Im traditionell konservativen Georgia hatte sich die Auszählung der Stimmen nach Schließung der Wahllokale rasch zu einer Zitterpartie entwickelt; in beiden Abstimmungen lagen die Kandidaten eng beieinander. In der besonders knappen Stichwahl zwischen Ossoff und dem republikanischen Amtsinhaber David Perdue meldeten US-Medien zunächst keinen Sieger. Ossoff erklärte jedoch am Mittwoch, er habe die Wahl für sich entschieden.
In der Nacht zum Mittwoch hatten die TV-Sender CNN, CBS und NBC bereits den Sieg des Demokraten Warnock in der Stichwahl gegen die republikanische Senatorin Kelly Loeffler verkündet. Der 51-jährige Pastor Warnock ist der dritte Afroamerikaner, der in einem südlichen US-Bundesstaat in den Senat gewählt wird. Loeffler räumte ihre Niederlage vorerst nicht ein. Sie will die vollständige Auszählung der Stimmen abwarten.
Sollte sich der von Ossoff reklamierte zweite Sieg bei den Stichwahlen bestätigen, hätten die Demokraten künftig die Oberhand im Senat. Da die Demokraten bereits im Repräsentantenhaus – der anderen Kongresskammer – die Mehrheit stellen, hätten sie bei Eroberung der beiden Senatsmandate von Georgia künftig die Kontrolle über den gesamten Kongress.
Vor den Stichwahlen hatten die Republikaner im neuen Senat 50 Sitze sicher, die Demokraten 48. Gewinnen die Demokraten in Georgia beide Sitze, entstünde zwar eine Patt-Situation. Dennoch wären die Demokraten dann im Vorteil, weil bei einem Patt die künftige Vizepräsidentin Kamala Harris, die kraft ihres Amtes auch Senatspräsidentin sein wird, mit ihrer Stimme den Ausschlag geben würde.
Auf der anderen Seite müssten die Republikaner nur eines ihrer beiden Senatsmandate in Georgia verteidigen, um in der Kammer in der Mehrheit zu bleiben.
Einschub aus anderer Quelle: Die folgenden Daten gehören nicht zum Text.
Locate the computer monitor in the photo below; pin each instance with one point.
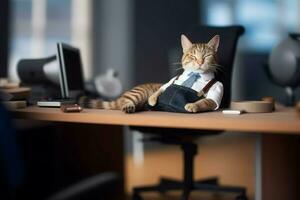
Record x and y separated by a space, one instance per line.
71 73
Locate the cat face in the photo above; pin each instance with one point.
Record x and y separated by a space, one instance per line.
200 56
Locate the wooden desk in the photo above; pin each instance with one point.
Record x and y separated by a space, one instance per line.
285 122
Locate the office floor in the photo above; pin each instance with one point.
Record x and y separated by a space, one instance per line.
230 157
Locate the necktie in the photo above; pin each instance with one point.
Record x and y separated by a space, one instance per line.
193 77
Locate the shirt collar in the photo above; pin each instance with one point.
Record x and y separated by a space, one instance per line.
205 76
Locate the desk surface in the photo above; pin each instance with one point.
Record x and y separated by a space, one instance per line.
284 120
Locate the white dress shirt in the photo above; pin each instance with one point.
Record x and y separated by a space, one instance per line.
215 93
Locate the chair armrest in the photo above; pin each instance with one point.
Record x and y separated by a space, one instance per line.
83 187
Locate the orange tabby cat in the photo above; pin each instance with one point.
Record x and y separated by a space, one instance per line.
198 56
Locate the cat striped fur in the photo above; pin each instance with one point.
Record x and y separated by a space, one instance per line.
195 56
133 100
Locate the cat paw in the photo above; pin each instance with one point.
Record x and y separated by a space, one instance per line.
152 100
128 108
191 107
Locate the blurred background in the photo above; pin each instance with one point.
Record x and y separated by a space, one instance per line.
141 39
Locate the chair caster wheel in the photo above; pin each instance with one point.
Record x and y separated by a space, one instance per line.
136 196
241 197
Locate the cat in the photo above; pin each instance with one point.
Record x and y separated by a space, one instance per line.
198 56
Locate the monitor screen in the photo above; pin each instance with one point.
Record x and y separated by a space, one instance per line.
71 69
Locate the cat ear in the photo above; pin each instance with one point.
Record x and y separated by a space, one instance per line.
185 43
214 42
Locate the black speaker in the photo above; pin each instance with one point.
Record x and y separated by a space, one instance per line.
4 36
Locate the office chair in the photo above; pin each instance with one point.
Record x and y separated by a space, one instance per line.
229 37
12 172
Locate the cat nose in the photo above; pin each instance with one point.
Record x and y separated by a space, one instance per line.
199 62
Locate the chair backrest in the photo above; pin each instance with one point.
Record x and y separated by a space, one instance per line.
229 36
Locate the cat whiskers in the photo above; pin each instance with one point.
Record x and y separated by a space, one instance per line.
175 65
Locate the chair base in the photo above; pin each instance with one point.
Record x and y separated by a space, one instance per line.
210 185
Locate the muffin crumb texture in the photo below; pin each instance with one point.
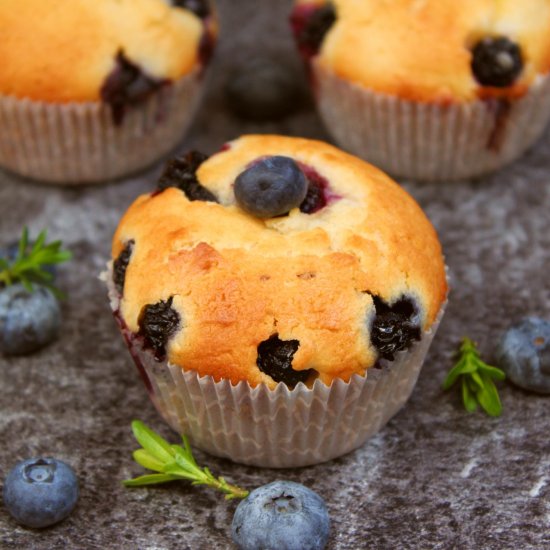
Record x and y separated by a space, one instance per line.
65 50
321 292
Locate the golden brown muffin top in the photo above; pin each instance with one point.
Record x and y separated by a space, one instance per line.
63 50
421 49
236 279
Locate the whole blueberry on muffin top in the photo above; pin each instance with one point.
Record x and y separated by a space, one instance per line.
309 264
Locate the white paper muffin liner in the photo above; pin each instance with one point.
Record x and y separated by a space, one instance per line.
79 143
277 428
430 141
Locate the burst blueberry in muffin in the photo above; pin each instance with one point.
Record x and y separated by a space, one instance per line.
95 90
344 277
431 89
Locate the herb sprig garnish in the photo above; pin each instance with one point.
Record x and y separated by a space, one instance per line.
28 266
172 462
476 378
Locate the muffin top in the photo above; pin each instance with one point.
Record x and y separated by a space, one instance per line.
425 50
351 274
64 50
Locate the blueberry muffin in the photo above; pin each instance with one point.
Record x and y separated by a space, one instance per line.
95 90
281 276
431 89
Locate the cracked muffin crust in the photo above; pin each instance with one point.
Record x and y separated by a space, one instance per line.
64 50
326 291
92 91
429 89
422 50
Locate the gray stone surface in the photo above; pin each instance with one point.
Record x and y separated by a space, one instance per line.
435 477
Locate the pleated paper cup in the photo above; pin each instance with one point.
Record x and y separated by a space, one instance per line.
276 428
430 141
73 143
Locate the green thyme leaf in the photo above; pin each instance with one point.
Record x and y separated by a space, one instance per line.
476 379
143 458
28 266
153 443
151 479
173 462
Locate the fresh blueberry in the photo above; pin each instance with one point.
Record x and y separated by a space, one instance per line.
524 354
28 320
39 492
263 89
496 61
282 515
271 187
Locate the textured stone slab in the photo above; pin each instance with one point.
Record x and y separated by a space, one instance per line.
435 477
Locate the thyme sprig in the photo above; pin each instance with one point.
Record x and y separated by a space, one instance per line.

Die Nachwahlen waren notwendig geworden, weil keiner der Senatskandidaten in Georgia bei den parallel zur Präsidentschaftswahl abgehaltenen Kongresswahlen vom 3. November auf mehr als 50 Prozent gekommen war.
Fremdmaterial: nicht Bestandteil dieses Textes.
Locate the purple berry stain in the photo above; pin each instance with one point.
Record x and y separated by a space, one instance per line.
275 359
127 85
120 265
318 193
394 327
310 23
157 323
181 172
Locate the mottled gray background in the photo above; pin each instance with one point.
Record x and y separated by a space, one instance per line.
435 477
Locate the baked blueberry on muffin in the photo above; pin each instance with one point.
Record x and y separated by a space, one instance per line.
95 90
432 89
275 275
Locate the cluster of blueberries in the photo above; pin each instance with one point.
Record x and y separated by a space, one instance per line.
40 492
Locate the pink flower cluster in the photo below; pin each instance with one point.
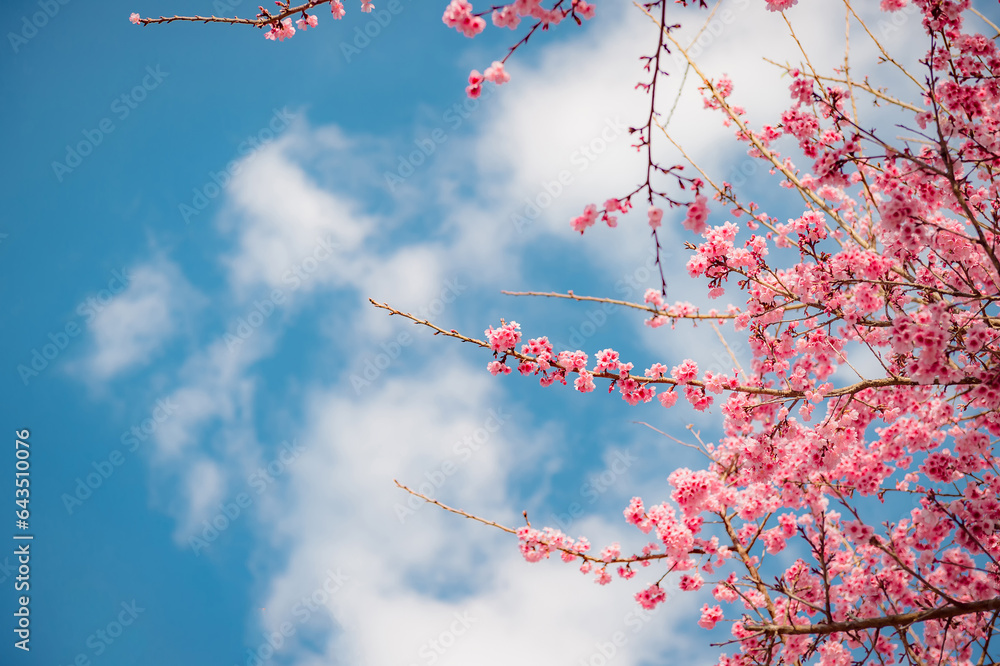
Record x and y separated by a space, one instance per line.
458 15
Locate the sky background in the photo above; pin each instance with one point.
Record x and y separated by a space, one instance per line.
193 221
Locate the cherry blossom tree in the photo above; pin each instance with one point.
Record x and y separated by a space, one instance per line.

Die Kontrolle der Demokraten über den gesamten Kongress würde Biden das Regieren erheblich erleichtern. Behalten die Republikaner hingegen die Mehrheit im mächtigen Senat, können sie politische Vorhaben und Personalentscheidungen des künftigen Präsidenten blockieren. Biden soll Trump am 20. Januar im Weißen Haus ablösen.
Am Mittwoch stand in Washington die formelle Bestätigung des Ergebnisses der Präsidentschaftswahl durch Repräsentantenhaus und Senat an. Normalerweise ist dies reine Formsache – diesmal kündigte jedoch ein Teil der republikanischen Parlamentarier Vorstöße zur Blockade der Wahl-Zertifizierung an. Diese Initiativen gelten als aussichtslos, könnten aber den Zeitplan durcheinander bringen.
Trump-Anhänger, darunter auch Mitglieder rechtsradikaler Gruppen, wollten am Mittwoch in Washington gegen die Bestätigung von Bidens Sieg demonstrieren. Trump selbst kündigte an, er werde auf der Kundgebung eine Rede halten.
Trump behauptet seit Wochen ohne Nennung von Beweisen, bei der Wahl habe es massiven Betrug gegeben. Dutzende von seinem Lager ausgegangene Anfechtungen der Wahl wurden von den Gerichten abgewiesen.